Chaesa tersentak kaget. Bagaimanapun dia tidak pernah ingin mengecewakan siapapun, termasuk orang tua. Apalagi orang tua Baekhyun.

“Ah nyonya Byun aku hanya bercanda, aku dan Baekhyun benar benar saling mencintai. Bisakah kami cepat bertunangan?”

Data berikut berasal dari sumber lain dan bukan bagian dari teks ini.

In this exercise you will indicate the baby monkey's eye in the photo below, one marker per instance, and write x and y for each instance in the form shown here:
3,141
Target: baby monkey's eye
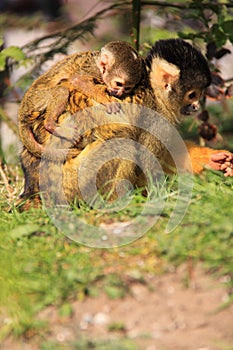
128,88
192,95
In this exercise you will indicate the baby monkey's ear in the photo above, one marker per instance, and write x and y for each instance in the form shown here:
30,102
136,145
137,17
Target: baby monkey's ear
106,60
163,74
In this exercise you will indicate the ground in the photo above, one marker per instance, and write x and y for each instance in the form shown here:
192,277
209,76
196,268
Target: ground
162,313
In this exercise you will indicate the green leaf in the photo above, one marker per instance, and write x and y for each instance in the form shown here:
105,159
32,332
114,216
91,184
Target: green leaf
227,26
24,230
14,52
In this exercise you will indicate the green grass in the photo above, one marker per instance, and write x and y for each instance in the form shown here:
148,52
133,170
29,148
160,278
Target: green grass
40,266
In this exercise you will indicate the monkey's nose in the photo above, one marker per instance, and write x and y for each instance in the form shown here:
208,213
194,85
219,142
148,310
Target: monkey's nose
113,92
195,107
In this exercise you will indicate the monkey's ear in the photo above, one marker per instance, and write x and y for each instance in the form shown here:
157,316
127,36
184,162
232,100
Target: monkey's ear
106,60
163,73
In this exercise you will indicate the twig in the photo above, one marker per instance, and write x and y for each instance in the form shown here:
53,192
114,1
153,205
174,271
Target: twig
5,181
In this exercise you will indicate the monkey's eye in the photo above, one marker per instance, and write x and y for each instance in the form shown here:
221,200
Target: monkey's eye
119,84
127,89
192,95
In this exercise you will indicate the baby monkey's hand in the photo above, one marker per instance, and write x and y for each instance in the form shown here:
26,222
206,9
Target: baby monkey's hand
222,161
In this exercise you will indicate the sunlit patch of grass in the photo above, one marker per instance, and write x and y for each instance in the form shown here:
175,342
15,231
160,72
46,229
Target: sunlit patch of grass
40,266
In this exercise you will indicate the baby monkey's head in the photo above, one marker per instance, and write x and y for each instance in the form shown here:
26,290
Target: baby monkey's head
121,67
181,71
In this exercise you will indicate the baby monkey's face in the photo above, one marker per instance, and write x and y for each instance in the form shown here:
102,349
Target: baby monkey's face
118,84
191,102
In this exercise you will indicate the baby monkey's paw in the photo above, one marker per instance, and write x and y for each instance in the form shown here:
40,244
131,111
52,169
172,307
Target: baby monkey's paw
113,107
222,161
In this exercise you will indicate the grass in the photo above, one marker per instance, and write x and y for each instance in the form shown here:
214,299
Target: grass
40,266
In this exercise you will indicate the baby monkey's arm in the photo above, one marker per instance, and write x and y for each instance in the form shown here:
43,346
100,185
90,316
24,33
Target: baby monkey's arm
95,89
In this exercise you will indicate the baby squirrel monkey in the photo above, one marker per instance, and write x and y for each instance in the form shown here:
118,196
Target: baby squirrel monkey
112,72
177,74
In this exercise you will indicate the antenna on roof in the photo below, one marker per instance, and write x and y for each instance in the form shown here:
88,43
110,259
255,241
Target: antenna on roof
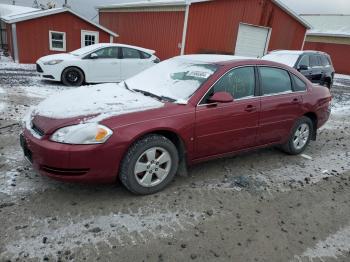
66,5
36,4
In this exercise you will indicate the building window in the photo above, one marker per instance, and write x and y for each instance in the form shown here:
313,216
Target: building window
57,41
89,38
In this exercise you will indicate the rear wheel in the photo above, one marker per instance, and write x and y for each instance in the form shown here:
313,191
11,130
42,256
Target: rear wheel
72,76
149,165
300,136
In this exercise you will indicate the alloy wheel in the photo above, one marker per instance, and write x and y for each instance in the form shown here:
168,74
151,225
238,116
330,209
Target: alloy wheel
301,136
152,167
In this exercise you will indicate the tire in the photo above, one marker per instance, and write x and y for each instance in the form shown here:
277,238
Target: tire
292,147
153,176
72,76
329,84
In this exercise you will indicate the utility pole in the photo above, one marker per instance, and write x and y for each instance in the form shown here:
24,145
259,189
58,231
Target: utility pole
66,5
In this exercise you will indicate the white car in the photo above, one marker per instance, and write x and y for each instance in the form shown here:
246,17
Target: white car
99,63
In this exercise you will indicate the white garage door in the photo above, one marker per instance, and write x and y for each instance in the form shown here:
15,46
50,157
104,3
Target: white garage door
251,40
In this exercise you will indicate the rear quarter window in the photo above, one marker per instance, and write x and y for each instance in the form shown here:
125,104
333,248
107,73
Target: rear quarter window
145,55
274,81
299,85
325,61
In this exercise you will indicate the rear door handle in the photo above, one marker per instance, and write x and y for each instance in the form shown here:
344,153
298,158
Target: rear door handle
250,108
296,101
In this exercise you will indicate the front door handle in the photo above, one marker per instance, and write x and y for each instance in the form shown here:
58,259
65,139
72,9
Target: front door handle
250,108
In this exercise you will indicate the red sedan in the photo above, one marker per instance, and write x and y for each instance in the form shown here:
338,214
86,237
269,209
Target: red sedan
180,112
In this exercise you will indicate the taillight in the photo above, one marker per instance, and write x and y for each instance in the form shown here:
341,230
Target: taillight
156,61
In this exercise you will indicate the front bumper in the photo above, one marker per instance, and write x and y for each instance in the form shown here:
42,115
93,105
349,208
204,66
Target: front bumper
72,163
48,72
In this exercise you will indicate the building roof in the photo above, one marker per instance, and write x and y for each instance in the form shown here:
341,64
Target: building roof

Chaesa bergelayut manja dilengan Baekhyun. Bersikap seolah olah dirinya dan Baekhyun adalah sepasang kekasih yang sangat harmonis. Nyonya Byun langsung kembali menegakkan tubuhnya. Dia sangat sangat senang. Sampai sampai di beranjak dari sofa dan berlari duduk disamping Chaesa.

“Aku sangat senang, kalau begitu panggil aku eomma dan panggil pria tua itu aboji. Arra?”

***

Kyungsoo pulang tepat waktu kali ini. Ia tersenyum senang. Tumben sekali songsaenim baik sekali hari ini. Rumah terlihat sepi. Sepertinya ayah dan ibunya belum pulang.

Kyungsoo berjalan kearah kamar Kyumi. Sebuah pintu berwarna putih dengan sebuah tulisan kecil disana.

Awas Do Kyungsoo galak

Kyungsoo ingat saat itu Kyumi datang kerumah ini ketika dia berumur lima tahun, dan Kyungsoo berumur enam tahun. Wanita itu datang dengan kedua mata sembab sambil memeluk boneka beruang putih dengan beberapa noda merah disana. Darah.

Kyungsoo ingat, dia sendiri yang mengantar Kyumi masuk kerumah ini. Dan ia ingat kesan pertama yang Kyumi berikan padanya. Tendangan kekuatan penuh yang membuat wajahnya memar. Dan ketika keesokan harinya Kyungsoo melihat ada tulisan itu disana. Kyungsoo terkekeh kecil.

Ia memegang kenop pintu, lalu menekannya. Gelap seperti biasa, namun tidak ada tanda tanda kehidupan. Kyungsoo mengerutkan kening. Bukankah wanita aneh itu sudah pulang beberapa jam yang lalu?

Kyungsoo berjalan kearah sebuah jendela besar, sebuah senyum terlukis dibibir Kyungsoo. Wanita aneh itu tengah duduk ditaman halaman belakang. Tumben sekali.

Dengan langkah pelan Kyungsoo berjalan mendekati Kyumi. Diduduk pada sebuah kursi panjang ditengagh taman dengan sebuah lampu taman disampingnya. Dia memakai sebuah selimut pororo tebal yang menutupi seluruh tubuhnya dan menyisakan kepalanya saja. Dia mendongakkan kepalanya. Ada satu hal yang Kyungsoo sadari, rambut pajang wanita itu sudah digantikan dengan rambut sebahu. Cantik, dan membuatnya semakin terlihat dewasa.

Kyungsoo duduk disamping Kyumi. Terlihat Kyumi tersentak kaget. Namun setelah tahu Kyungsoo yang duduk disampingnya Kyumi hanya menghela nafas pelan lalu kembali menatap langit.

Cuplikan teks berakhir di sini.